Rogers, who has four previously published novels, tells her tale in the voices of four of the seven women. Leah, secretly the mother of a baby boy fathered by a departed soldier, seeks to seduce Wroe in order to banish the other six women and rule the household. Joanna, called Saint Joanna by the others and pious enough to gladly serve God and Wroe, is an able administrator who immediately becomes the household supervisor. Hannah is a non-believer, intelligent and idealistic, with connections to the labor and utopian movements that are the secular counterparts to Wroe’s millennialist religion.
Finally, there is Martha, mute and dumb from a brutal childhood. Rogers portrays her in passages of modified stream of consciousness in which the interior monologue is punctuated by exterior voices so readers can see through Martha’s eyes but process the information independently of her: “(N)oises of things with voices. Hooting, crashing, sprinkling, spraying and sounds like gales breaking trees. I see men doing it. “Hush, Sister Martha,” Joanna tells me. “The musicians are playing…”
Wroe, a properly enigmatic villain, is silent with most of the women but engages Hannah in talk about her secular activities and her idealistic beliefs in the possibility of a better world. He becomes increasingly open to her and jokes wearily about one of the church Elders: “He would dispatch us all to hell, if he could, and reign alone himself with God.”

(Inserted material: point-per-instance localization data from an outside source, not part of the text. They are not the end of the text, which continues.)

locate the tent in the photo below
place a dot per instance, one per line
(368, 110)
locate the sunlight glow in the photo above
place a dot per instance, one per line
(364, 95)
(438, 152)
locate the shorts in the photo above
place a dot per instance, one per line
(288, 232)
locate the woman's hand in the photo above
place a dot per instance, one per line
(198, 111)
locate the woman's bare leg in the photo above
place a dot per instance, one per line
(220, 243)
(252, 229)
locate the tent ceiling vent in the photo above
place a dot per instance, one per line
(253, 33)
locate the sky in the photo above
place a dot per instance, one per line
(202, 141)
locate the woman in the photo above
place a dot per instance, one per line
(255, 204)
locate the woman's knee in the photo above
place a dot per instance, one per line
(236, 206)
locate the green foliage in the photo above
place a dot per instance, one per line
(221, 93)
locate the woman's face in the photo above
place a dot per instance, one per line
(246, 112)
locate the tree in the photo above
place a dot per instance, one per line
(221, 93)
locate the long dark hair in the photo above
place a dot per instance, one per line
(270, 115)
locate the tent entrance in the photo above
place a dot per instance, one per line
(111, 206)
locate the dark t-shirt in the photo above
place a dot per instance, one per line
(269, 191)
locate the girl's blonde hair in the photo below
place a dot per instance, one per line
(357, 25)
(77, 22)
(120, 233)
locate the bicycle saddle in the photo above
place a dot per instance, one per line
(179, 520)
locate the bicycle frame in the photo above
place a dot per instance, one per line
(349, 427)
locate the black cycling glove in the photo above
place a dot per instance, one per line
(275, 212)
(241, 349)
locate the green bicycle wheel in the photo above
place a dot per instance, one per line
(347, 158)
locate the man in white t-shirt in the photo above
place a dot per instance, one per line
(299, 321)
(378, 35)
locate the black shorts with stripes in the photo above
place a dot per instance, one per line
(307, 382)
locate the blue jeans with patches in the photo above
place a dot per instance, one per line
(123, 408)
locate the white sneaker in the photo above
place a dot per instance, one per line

When Wroe visits Joanna’s bedchamber, the scene has the same dank darkness that was present when Dostoevsky’s Grand Inquisitor visited his prisoner’s jail cell. For those who wish to tap it, there is humor here: “With our bodies, we Thee worship,” Wroe says. He tells Joanna their sexual union will return them to innocence even as they conceive the next child of God. Saint Joanna is gratified at the idea of bearing His child but shocked at the “angry leaping rod of purple flesh so terrible in its aspect” by which the deed is to be done.
Disaster, as prophesized by Wroe himself, arrives on schedule. Some faiths are shattered, some are transformed and some are affirmed. The American poet Robert Lowell wrote of “all these settings out/beginning in wisdom, ending in doubt.” Rogers has plumbed the process and found things of value.